SANT’ANGELO ROMANO – Eredità Borghese, il Comune pignora i beni del sedicente erede

L’Ente rivendica quasi 100 mila euro di spese legali delle cause vinte contro il “professore”: nel 2021 a Guidonia si intestò case e terreni di centinaia di malcapitati

Da tre decenni rivendica di essere l’erede della fantomatica “Eredità Borghese”, per questo nel tempo ha fatto causa a Enti pubblici, imprese e privati cittadini nel tentativo di farsi pagare l’acquisto dei beni o più semplicemente riscuoterne gli affitti.

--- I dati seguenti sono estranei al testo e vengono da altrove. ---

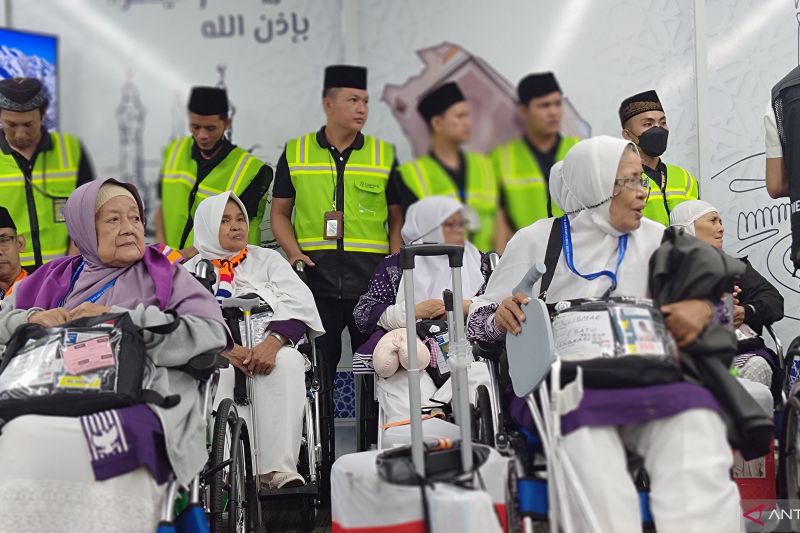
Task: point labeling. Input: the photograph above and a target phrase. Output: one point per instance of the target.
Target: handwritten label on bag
(583, 335)
(89, 355)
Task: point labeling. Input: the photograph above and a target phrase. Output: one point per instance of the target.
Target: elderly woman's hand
(509, 315)
(50, 318)
(87, 309)
(264, 355)
(239, 356)
(687, 319)
(428, 309)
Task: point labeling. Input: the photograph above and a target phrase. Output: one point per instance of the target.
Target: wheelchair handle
(245, 304)
(454, 252)
(531, 277)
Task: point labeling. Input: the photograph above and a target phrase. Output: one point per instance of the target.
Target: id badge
(58, 209)
(334, 226)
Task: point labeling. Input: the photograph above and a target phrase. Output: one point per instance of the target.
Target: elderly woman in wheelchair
(676, 427)
(105, 470)
(381, 311)
(275, 365)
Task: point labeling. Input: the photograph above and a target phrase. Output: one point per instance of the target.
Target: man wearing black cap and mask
(523, 165)
(343, 188)
(645, 124)
(205, 164)
(448, 171)
(11, 245)
(40, 170)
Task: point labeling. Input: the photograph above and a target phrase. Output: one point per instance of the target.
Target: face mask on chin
(653, 142)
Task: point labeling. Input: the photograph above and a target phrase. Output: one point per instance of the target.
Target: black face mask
(653, 142)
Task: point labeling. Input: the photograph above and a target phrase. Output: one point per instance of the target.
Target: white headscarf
(582, 184)
(432, 275)
(685, 214)
(207, 219)
(265, 272)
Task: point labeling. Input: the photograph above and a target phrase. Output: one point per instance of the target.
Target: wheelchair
(315, 458)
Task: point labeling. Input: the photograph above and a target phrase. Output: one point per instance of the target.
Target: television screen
(33, 55)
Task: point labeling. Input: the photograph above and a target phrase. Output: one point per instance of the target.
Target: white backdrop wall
(127, 65)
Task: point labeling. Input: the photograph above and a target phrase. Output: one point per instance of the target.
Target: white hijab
(685, 214)
(582, 184)
(264, 272)
(432, 275)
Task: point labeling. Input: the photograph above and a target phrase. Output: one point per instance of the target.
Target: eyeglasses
(633, 183)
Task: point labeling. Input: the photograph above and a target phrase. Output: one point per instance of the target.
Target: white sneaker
(285, 480)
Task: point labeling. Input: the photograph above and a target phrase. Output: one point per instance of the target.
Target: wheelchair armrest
(488, 350)
(200, 367)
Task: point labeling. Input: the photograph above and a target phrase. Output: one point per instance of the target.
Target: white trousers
(392, 392)
(688, 460)
(47, 484)
(280, 402)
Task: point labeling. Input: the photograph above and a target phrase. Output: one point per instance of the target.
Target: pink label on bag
(89, 355)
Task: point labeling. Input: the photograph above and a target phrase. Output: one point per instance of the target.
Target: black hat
(439, 100)
(22, 94)
(5, 219)
(639, 103)
(345, 76)
(208, 101)
(536, 85)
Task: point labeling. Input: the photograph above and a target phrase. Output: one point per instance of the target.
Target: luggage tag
(334, 226)
(90, 355)
(58, 209)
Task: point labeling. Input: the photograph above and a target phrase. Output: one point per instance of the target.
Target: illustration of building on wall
(492, 100)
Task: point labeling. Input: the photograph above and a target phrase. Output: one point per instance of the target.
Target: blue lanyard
(566, 245)
(94, 297)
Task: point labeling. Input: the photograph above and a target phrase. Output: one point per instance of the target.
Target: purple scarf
(153, 280)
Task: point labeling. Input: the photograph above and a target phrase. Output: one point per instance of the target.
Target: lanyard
(566, 240)
(94, 297)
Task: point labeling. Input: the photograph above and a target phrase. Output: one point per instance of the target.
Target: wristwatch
(278, 336)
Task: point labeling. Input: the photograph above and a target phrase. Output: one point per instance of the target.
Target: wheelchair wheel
(789, 454)
(232, 487)
(483, 426)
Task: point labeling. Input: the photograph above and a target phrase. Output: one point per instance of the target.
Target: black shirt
(85, 175)
(85, 170)
(252, 194)
(338, 274)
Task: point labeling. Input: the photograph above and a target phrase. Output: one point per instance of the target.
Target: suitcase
(432, 485)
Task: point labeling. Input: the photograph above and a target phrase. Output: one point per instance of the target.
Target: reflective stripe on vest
(680, 186)
(366, 175)
(55, 174)
(179, 175)
(425, 177)
(523, 182)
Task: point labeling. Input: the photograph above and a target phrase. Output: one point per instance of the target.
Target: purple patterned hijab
(153, 280)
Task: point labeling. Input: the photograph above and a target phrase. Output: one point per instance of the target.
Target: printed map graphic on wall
(492, 100)
(31, 55)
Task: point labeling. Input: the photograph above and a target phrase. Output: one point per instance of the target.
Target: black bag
(106, 367)
(437, 331)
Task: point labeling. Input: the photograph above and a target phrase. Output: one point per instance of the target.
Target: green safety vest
(425, 177)
(366, 176)
(54, 177)
(680, 186)
(524, 184)
(179, 176)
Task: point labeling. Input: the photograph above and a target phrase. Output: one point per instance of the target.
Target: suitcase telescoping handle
(408, 254)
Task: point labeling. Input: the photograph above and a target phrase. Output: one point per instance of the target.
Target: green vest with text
(524, 184)
(366, 176)
(680, 186)
(425, 177)
(54, 177)
(179, 176)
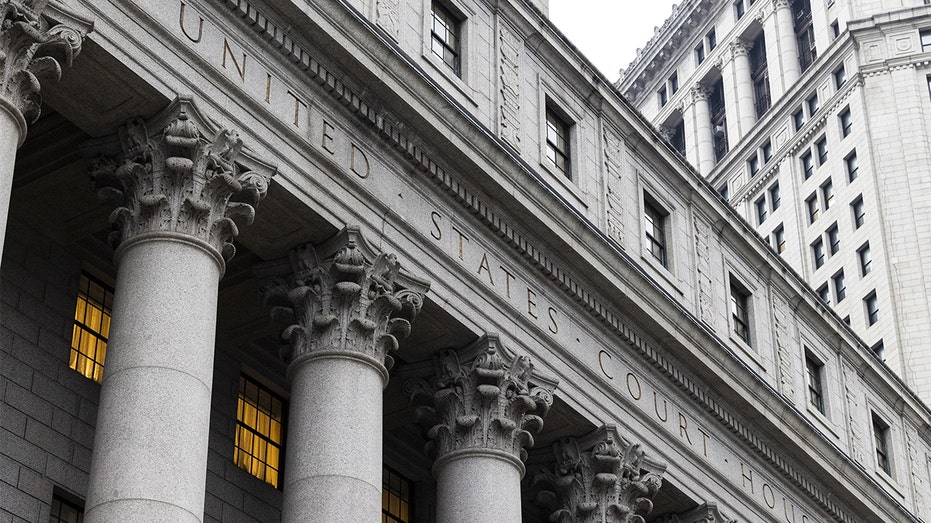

Oggi, però, è il Comune di Sant’Angelo Romano a rivalersi su Massimo Chiappini, classe 1942, ingegnere, architetto ed ex docente presso la Facoltà di Urbanistica all’università “La Sapienza”. Si tratta del primogenito di Vittorio Chiappini, il commercialista dei Principi Borghese, l’uomo che dagli anni Novanta ad oggi sostiene di vantare i diritti su mezza Città del Nord-Est tra terreni, antichi palazzi e fabbricati.

L’uomo che nel 2021 a Guidonia Montecelio riuscì ad intestarsi presso il Catasto qualcosa come 400 immobili in realtà di proprietà di ignari cittadini, tra case, garage, cantine, attività commerciali, uliveti, vigneti, prati e campi da coltivazione, perfino un’area protetta, il supermercato Maury’s, addirittura la chiesa e l’aeroporto militare “Alfredo Barbieri” (LEGGI L’ARTICOLO).

Lunedì 19 settembre la giunta comunale di Sant’Angelo Romano presieduta dal sindaco Martina Domenici con le delibere numero 87 – CLICCA E LEGGI IL DOCUMENTO - e numero 88 – CLICCA E LEGGI IL DOCUMENTO - ha affidato all’avvocato Domenico Bergamini di Guidonia l’incarico per far intervenire l’Ente nelle procedure di pignoramento pendenti davanti al Tribunale di Roma – Sezione Esecuzioni Immobiliari e Mobiliari.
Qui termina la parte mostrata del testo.